Gradalis, a US-based clinical-stage biopharmaceutical company, has begun a Phase ll study of its proprietary, personalised cancer vaccine Vigil, in combination with Bristol-Myers Squibb's Opdivo (nivolumab), a monoclonal antibody against programmed death-1 receptor (PD-1) to treat patients with advanced non-small cell lung cancer (NSCLC).
The open label Phase ll study will evaluate the combination of Vigil and nivolumab in advanced or metastatic NSCLC that is progressive on or after one prior platinum-based systemic therapy.
Patients who meet the study eligibility criteria will receive Vigil and nivolumab every two weeks.
The primary end point of the study is objective response rate (ORR) for the combination versus the historical ORR of single-agent nivolumab in this patient population. The study will also monitor the safety and tolerability.
Moreover, patients will be observed for tumour-specific immune response using sequential IFN?-ELISPOT (immune activation) assays to evaluate the functional response of the patient's circulating immune cells to unmodified patient-specific tumour samples, starting at baseline (pre-treatment) and sequentially after treatment.
Gradalis chief medical officer John Nemunaitis said: "Our goal is to demonstrate that Vigil, when combined with a PD-1 immune checkpoint inhibitor such as Opdivo, enhances the immune response, leading to more favourable outcomes, particularly in patients expected to be less responsive to Opdivo."

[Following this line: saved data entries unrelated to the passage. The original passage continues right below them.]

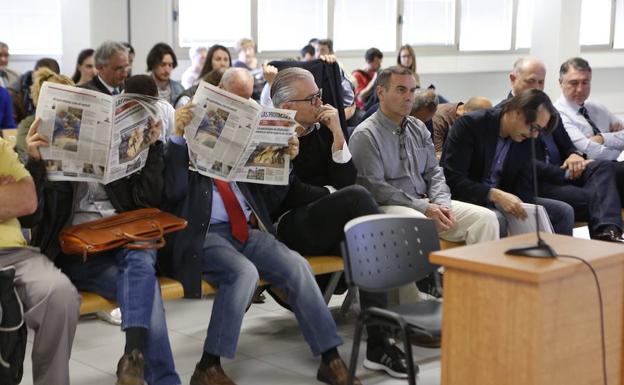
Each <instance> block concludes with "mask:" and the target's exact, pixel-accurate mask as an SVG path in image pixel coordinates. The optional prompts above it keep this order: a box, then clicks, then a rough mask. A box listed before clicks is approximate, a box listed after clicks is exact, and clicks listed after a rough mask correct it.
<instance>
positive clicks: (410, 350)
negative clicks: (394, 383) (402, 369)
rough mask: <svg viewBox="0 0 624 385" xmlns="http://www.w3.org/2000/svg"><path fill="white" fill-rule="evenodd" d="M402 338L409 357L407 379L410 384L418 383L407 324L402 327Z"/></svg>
mask: <svg viewBox="0 0 624 385" xmlns="http://www.w3.org/2000/svg"><path fill="white" fill-rule="evenodd" d="M401 339H402V340H403V347H404V349H405V356H406V359H407V381H408V383H409V385H416V372H415V370H414V357H413V355H412V344H411V343H410V341H409V331H408V329H407V327H406V326H405V325H403V327H401Z"/></svg>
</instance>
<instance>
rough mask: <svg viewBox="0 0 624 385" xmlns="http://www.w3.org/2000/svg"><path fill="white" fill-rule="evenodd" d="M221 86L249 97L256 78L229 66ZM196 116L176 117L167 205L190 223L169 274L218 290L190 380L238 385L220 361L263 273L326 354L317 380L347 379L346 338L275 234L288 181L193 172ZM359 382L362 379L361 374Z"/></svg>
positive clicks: (311, 335) (165, 189)
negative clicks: (225, 372)
mask: <svg viewBox="0 0 624 385" xmlns="http://www.w3.org/2000/svg"><path fill="white" fill-rule="evenodd" d="M220 87H221V88H223V89H224V90H225V91H228V92H231V93H233V94H236V95H237V96H239V97H242V98H245V99H249V98H251V95H252V92H253V78H252V76H251V74H250V73H249V72H248V71H247V70H246V69H243V68H230V69H228V70H227V71H226V72H225V74H224V75H223V78H222V79H221V83H220ZM191 119H192V117H191V116H186V117H185V118H184V120H185V121H182V119H179V120H180V121H179V123H180V124H179V129H178V130H176V135H175V136H173V137H172V138H170V140H169V145H168V149H167V153H166V162H165V163H166V168H165V179H166V180H167V183H166V184H165V197H166V201H167V206H168V207H169V208H170V209H171V210H172V211H174V212H175V213H176V214H177V215H180V216H182V217H184V218H186V219H187V220H188V223H189V226H188V228H187V229H185V230H183V231H181V232H179V233H177V234H175V235H174V238H173V242H175V246H174V247H173V254H172V255H163V256H162V258H163V259H166V258H169V257H170V258H171V259H172V260H174V261H175V263H172V264H171V265H172V269H173V272H172V273H173V276H174V277H176V278H178V279H180V280H181V281H182V284H183V285H184V292H185V295H186V296H201V279H202V278H204V279H206V280H208V281H209V282H211V283H212V284H213V285H214V286H215V287H218V288H219V291H218V292H217V295H216V297H215V300H214V304H213V306H212V316H211V317H210V322H209V325H208V332H207V336H206V339H205V342H204V348H203V352H202V357H201V359H200V360H199V362H198V363H197V365H196V367H195V371H194V372H193V374H192V376H191V380H190V383H191V385H215V384H218V385H235V383H234V381H233V380H232V379H230V378H229V377H228V376H227V374H226V373H225V372H224V370H223V368H222V367H221V357H222V356H223V357H227V358H233V357H234V354H235V352H236V348H237V345H238V339H239V336H240V331H241V324H242V321H243V317H244V314H245V311H246V309H247V307H248V305H249V303H250V301H251V299H252V296H253V293H254V291H255V289H256V287H257V283H258V279H259V276H260V275H261V276H262V277H263V279H266V280H267V281H268V282H270V283H271V284H272V285H274V286H276V287H278V288H280V289H281V290H283V291H284V292H285V293H286V295H287V302H288V304H289V305H290V306H291V308H292V310H293V312H294V313H295V315H296V318H297V320H298V322H299V326H300V328H301V331H302V333H303V336H304V338H305V339H306V341H307V342H308V345H309V346H310V349H311V350H312V352H313V354H314V355H317V356H318V355H320V356H321V364H320V366H319V369H318V372H317V379H318V380H319V381H322V382H325V383H328V384H331V385H346V382H347V368H346V365H345V363H344V362H343V360H342V358H340V355H339V353H338V350H337V347H338V346H339V345H341V344H342V339H341V338H340V336H339V335H338V332H337V330H336V324H335V322H334V320H333V318H332V316H331V313H330V312H329V309H328V308H327V306H326V305H325V302H324V301H323V296H322V294H321V292H320V290H319V289H318V287H317V286H316V283H315V282H314V276H313V275H312V273H311V271H310V266H309V264H308V263H307V262H306V260H305V259H304V258H303V257H302V256H301V255H300V254H298V253H296V252H294V251H292V250H290V249H289V248H288V247H286V245H284V244H283V243H281V242H279V241H278V240H277V239H276V238H275V236H274V233H275V230H274V228H273V225H272V220H271V211H272V209H273V207H272V206H273V205H276V204H280V202H279V201H281V200H287V199H288V197H289V196H290V195H291V192H290V191H289V190H290V188H291V186H266V185H261V184H254V183H237V182H231V183H228V182H225V181H220V180H217V179H213V178H210V177H207V176H204V175H201V174H199V173H198V172H196V171H194V170H189V167H188V164H189V155H188V150H187V145H186V141H185V139H184V137H183V134H184V132H183V128H184V126H185V125H186V124H188V122H190V120H191ZM296 144H297V140H296V138H291V140H290V141H289V148H288V149H287V153H288V154H289V155H290V156H291V157H296V156H297V145H296ZM291 183H292V178H291ZM319 190H321V191H319ZM317 191H319V193H320V194H321V195H324V194H327V192H326V191H322V189H317ZM280 197H282V199H280ZM283 197H285V198H283ZM291 199H292V198H291ZM302 199H305V198H302ZM252 223H256V224H257V226H253V225H252ZM257 227H260V228H264V229H266V230H267V231H260V230H258V229H257ZM355 384H356V385H359V384H361V383H360V381H359V380H357V379H356V381H355Z"/></svg>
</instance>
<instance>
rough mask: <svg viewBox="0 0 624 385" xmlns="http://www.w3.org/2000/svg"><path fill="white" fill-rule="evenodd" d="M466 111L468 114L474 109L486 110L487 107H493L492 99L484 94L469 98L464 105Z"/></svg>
mask: <svg viewBox="0 0 624 385" xmlns="http://www.w3.org/2000/svg"><path fill="white" fill-rule="evenodd" d="M463 107H464V109H463V110H464V113H465V114H467V113H469V112H472V111H478V110H485V109H486V108H492V102H491V101H490V99H488V98H485V97H483V96H473V97H472V98H470V99H468V101H467V102H466V103H464V105H463Z"/></svg>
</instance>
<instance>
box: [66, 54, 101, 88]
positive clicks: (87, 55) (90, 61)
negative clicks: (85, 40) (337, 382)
mask: <svg viewBox="0 0 624 385" xmlns="http://www.w3.org/2000/svg"><path fill="white" fill-rule="evenodd" d="M94 53H95V50H93V49H92V48H87V49H83V50H82V51H80V53H79V54H78V60H76V71H75V72H74V76H72V80H73V81H74V83H76V85H82V84H86V83H88V82H89V81H90V80H91V79H93V77H94V76H95V75H97V69H95V60H94V58H93V54H94Z"/></svg>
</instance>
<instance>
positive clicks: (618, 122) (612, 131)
mask: <svg viewBox="0 0 624 385" xmlns="http://www.w3.org/2000/svg"><path fill="white" fill-rule="evenodd" d="M622 129H624V124H622V122H615V123H613V124H612V125H611V126H610V127H609V131H610V132H618V131H622Z"/></svg>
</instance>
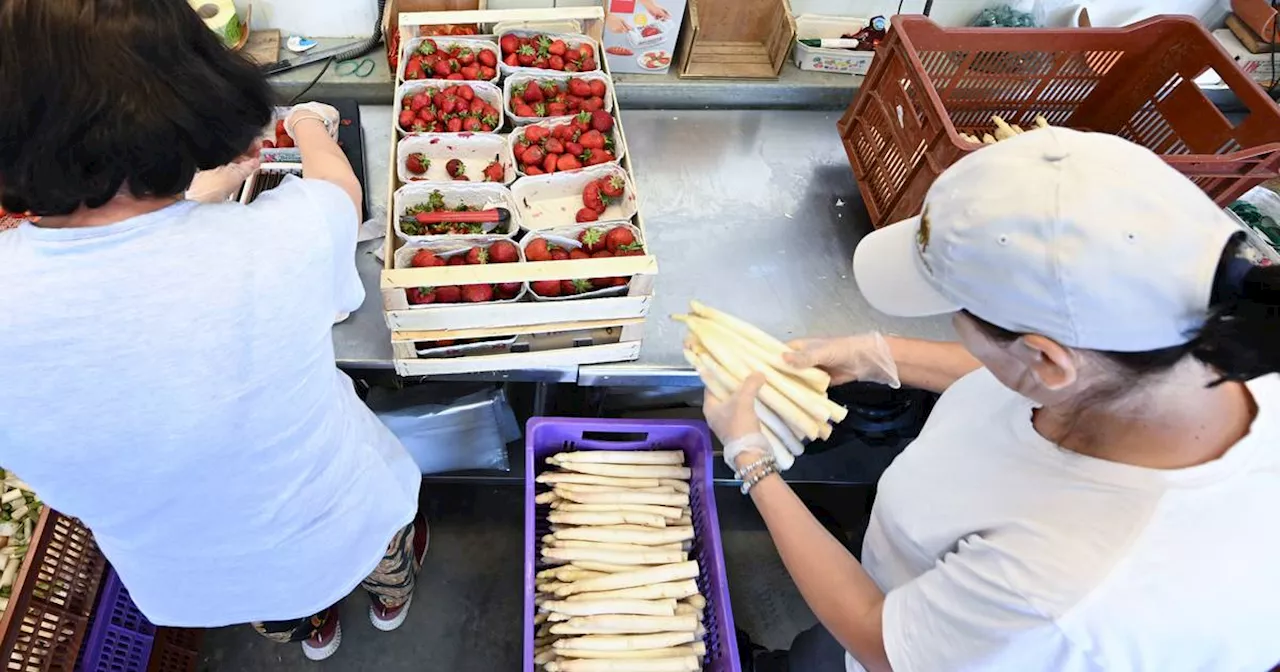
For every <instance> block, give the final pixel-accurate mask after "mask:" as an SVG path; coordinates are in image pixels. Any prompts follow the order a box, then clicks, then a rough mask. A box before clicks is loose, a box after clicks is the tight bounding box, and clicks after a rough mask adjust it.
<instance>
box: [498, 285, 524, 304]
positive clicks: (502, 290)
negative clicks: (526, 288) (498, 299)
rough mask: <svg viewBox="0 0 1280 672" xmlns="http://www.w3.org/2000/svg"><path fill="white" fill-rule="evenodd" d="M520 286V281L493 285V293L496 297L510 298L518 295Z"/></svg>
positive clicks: (519, 290)
mask: <svg viewBox="0 0 1280 672" xmlns="http://www.w3.org/2000/svg"><path fill="white" fill-rule="evenodd" d="M522 288H524V284H521V283H502V284H495V285H493V293H494V294H495V296H497V297H498V298H504V300H511V298H516V297H518V296H520V291H521V289H522Z"/></svg>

The company is also conducting several other clinical targets for Vigil using its personalised immunotherapy platform in the treatment of cancer, including Ewing's sarcoma, advanced melanoma and advanced ovarian cancer.

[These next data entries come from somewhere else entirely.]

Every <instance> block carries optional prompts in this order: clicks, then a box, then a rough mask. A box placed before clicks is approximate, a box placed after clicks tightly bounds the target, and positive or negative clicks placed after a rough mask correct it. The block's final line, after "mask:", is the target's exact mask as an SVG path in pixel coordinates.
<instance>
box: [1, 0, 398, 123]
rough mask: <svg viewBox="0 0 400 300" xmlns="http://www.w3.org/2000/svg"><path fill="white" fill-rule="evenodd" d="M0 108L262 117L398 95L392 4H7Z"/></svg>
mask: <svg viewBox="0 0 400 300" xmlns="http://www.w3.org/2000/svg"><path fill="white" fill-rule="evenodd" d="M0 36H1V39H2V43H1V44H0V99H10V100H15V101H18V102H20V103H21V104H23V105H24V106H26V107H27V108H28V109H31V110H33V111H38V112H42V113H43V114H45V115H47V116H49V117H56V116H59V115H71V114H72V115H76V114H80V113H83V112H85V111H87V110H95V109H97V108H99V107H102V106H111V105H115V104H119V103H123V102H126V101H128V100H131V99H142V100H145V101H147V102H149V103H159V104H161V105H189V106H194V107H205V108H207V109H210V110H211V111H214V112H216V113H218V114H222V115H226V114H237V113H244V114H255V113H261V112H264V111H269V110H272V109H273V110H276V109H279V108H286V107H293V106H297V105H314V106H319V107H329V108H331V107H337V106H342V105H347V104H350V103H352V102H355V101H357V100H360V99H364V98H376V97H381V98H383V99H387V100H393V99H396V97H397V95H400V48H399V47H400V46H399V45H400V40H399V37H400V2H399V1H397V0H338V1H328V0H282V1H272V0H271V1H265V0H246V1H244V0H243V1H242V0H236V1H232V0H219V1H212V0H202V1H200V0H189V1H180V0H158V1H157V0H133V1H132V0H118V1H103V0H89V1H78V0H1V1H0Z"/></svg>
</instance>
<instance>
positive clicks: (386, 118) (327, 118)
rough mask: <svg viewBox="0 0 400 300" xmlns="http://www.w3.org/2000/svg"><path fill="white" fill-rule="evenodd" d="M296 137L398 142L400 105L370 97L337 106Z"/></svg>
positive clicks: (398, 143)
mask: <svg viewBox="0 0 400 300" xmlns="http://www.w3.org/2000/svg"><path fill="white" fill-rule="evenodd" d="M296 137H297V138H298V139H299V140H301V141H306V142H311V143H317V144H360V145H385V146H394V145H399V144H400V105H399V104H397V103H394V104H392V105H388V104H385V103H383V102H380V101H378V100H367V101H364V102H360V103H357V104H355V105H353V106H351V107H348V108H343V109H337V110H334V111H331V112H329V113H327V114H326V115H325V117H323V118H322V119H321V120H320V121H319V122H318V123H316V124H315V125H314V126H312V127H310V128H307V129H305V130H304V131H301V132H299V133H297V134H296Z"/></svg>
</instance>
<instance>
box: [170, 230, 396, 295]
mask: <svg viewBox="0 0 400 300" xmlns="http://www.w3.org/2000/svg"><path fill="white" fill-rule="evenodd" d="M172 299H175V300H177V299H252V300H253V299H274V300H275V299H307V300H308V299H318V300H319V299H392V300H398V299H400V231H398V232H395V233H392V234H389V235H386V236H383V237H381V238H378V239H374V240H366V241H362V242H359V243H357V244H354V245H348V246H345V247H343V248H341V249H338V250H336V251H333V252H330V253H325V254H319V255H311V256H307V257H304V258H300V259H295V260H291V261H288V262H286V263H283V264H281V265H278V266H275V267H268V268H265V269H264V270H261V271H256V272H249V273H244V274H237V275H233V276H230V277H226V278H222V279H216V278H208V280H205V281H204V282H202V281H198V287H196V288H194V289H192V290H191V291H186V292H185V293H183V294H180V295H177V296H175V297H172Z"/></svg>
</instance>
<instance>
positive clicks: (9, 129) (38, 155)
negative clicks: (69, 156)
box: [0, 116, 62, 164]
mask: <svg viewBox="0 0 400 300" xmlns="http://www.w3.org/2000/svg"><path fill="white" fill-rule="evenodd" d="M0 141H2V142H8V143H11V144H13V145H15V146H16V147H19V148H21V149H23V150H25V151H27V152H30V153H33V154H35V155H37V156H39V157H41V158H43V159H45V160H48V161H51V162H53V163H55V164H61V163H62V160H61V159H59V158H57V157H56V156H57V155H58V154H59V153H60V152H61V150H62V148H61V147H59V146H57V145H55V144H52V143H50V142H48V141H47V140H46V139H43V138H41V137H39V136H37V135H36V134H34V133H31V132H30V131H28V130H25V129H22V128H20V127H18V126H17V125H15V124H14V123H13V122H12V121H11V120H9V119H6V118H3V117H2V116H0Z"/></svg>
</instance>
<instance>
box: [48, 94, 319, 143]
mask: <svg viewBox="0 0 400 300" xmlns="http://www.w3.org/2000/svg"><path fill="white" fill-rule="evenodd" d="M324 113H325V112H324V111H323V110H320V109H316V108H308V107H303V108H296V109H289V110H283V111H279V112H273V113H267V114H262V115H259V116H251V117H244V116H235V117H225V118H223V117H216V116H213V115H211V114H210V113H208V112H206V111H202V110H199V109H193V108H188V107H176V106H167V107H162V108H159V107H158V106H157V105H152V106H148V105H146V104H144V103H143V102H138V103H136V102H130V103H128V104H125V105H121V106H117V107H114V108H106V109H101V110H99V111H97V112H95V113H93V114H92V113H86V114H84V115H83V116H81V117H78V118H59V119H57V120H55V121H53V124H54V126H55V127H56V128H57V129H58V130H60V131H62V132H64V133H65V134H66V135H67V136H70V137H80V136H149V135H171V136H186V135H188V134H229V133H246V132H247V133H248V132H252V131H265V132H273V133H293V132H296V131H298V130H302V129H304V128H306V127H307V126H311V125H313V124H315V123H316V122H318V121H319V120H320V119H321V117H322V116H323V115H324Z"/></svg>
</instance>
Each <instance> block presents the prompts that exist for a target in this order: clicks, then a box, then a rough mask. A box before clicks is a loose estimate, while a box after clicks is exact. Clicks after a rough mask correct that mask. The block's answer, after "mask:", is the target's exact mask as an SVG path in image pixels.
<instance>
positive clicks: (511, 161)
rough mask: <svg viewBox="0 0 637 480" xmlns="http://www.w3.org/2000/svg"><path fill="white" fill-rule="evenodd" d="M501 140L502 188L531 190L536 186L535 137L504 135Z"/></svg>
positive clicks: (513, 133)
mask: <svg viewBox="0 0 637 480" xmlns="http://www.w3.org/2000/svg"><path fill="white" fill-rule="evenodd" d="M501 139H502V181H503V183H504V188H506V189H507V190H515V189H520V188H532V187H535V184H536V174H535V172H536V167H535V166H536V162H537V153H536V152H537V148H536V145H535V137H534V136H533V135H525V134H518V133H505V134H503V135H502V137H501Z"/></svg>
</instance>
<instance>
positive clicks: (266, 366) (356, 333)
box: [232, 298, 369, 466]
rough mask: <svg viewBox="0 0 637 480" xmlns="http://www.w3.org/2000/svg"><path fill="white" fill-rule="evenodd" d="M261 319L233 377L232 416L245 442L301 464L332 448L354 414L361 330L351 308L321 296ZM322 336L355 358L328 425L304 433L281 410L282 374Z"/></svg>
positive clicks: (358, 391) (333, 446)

Gradalis noted that a patient's tumour cells are engineered to bring out a systemic T-cell directed immune response when administered to the patient through intradermal injections.
By utilising the patient's own tumour as the antigen source, Vigil is designed to elicit an immune response that is both specifically targeted and largely relevant to each patient's unique tumour antigens.